これはまるで、おとぎ話に出てくる異国の風景だ。
穂詩歌がふと視線を落とすと、アスはぼんやりした様子でその風景を眺めていた。
(へぇー。アスでも感動するんだ)
穂詩歌はクスッと笑うと一回深呼吸をし、勢いよくレンガの道に足を踏み出した。
家々が建ち並ぶ道を抜けたあとは、出店が続いていた。
果物、野菜、ジュース、ジャム、生活用品や雑貨まであらゆる物が並んでいる。
その前を歩く度に、威勢の良い声が飛び交った。
「おや、お嬢ちゃん」
洋服屋の前を通り過ぎようとした時、店主と思われる男性に呼び止められた。
「見ない顔だね?」
穂詩歌はギクッとして立ち止まり、慌てて言葉をつくろう。
「あっ、ああああの、アス……えっと、この子、ケガをしちゃったみたいで……」
胸の中のアスをぎこちなく前へ差し出す。
「えーっとそれで、森のおじいさんに相談したら、ここのお城に行きなさいと言われまして……それで、あのー……」
“本来は立ち入り禁止“とおじいさんが言っていたのを思い出す。
もしかして、切り殺されたりはしないだろうか、という不安が浮かんできた。
「なんと! お城に!」
洋服屋さんがぐいっと二人に一歩近づく。
次の瞬間、
「それは良いお考えだぞ!」
嬉しそうにニカッと笑った。
穂詩歌は拍子抜けして、目をぱちくりさせた。
「この国の王様や王妃様は素晴らしいお方だ。
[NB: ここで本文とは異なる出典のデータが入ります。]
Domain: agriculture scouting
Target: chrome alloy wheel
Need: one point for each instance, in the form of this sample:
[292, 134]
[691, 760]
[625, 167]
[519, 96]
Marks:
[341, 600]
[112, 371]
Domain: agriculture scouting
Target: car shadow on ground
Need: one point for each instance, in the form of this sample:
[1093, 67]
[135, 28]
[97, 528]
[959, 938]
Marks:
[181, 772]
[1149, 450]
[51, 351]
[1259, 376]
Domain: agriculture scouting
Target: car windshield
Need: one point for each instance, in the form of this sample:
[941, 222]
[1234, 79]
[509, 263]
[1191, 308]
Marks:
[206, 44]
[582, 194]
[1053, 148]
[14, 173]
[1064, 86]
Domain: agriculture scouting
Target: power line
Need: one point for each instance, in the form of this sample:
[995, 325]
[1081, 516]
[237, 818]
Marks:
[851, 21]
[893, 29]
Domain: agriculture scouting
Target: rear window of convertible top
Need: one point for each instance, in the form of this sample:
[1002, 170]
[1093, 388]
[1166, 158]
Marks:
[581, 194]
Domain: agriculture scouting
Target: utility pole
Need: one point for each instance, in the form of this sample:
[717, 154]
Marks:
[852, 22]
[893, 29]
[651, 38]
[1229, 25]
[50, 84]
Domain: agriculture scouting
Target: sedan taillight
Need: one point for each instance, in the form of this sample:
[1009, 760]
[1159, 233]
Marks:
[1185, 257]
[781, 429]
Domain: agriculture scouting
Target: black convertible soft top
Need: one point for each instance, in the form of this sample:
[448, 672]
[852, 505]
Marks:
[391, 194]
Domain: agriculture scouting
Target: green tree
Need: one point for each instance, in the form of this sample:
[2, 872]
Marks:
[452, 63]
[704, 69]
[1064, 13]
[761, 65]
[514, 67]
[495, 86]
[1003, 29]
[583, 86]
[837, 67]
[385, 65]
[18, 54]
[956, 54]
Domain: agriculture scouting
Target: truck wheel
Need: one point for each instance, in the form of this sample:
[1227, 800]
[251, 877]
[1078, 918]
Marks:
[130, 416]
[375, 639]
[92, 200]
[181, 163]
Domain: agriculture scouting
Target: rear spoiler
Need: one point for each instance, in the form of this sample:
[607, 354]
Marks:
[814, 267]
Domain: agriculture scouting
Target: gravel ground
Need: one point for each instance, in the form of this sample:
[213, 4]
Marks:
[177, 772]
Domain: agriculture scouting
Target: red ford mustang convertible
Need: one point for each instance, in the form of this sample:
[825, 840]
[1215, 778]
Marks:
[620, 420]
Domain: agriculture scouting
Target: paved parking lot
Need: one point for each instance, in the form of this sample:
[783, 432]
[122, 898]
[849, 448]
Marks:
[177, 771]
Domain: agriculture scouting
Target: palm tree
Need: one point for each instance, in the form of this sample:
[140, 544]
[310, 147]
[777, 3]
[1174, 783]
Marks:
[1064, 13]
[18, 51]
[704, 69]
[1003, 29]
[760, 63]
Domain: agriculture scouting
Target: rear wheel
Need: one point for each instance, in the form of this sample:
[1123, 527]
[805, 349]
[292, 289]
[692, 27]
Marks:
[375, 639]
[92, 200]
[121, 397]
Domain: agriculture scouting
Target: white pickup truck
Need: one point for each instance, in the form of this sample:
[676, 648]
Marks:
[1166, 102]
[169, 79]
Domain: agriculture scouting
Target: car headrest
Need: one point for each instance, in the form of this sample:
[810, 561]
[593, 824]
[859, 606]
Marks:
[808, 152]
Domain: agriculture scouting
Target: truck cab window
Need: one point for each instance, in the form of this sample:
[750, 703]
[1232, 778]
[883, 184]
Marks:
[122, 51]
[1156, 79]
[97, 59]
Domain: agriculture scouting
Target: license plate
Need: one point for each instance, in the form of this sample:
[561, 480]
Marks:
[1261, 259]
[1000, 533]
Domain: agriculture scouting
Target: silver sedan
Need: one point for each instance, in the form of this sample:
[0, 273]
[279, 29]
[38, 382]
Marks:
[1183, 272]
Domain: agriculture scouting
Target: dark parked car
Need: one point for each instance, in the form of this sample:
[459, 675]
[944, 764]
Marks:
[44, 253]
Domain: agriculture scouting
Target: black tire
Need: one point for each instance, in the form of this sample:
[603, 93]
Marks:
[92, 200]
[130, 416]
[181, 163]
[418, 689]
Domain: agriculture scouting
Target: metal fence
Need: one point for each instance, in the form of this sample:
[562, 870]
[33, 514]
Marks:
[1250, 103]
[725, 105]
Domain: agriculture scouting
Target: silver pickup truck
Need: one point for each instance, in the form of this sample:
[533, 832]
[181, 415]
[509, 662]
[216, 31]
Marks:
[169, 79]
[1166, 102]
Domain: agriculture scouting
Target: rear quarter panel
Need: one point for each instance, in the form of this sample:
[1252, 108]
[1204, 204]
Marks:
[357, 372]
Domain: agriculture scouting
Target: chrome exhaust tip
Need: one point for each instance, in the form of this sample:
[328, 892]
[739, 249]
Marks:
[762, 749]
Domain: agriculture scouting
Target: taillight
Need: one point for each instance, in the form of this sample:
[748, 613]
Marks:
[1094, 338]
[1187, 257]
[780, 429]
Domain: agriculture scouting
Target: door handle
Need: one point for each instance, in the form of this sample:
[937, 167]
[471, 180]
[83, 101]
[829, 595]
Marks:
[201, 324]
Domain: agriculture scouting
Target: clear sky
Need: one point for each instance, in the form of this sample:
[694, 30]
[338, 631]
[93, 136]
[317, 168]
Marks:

必ずやその子を助けてくださるに違いない!」
「それに、お二人の一人娘、シェリル王女様も、とーっても美しい上にお優しい方なの! きっと力になってくれるわ」
と突然、大きな花カゴを抱えた少女がいつの間に穂詩歌のすぐ横に張り付いていた。
その瞳はキラキラと輝いている。
「うむ」と洋服屋さんはうなずき、
「是非お行きなさい」
いかにも誇らしげに、胸を大きく張って言った。
ふと周りを見ると、街の他の人たちもニコニコとこちらを見ているようだった。
どうやらこの街の人たちは、お城の人たちをかなり信頼し切っているようだ。
「……はい! 行って参ります!」
この様子なら、アスの足もすぐに治してもらえそうな気がする。
穂詩歌とアスは洋服屋さんたちに別れを告げると、再びレンガの道を元気よく歩き出した。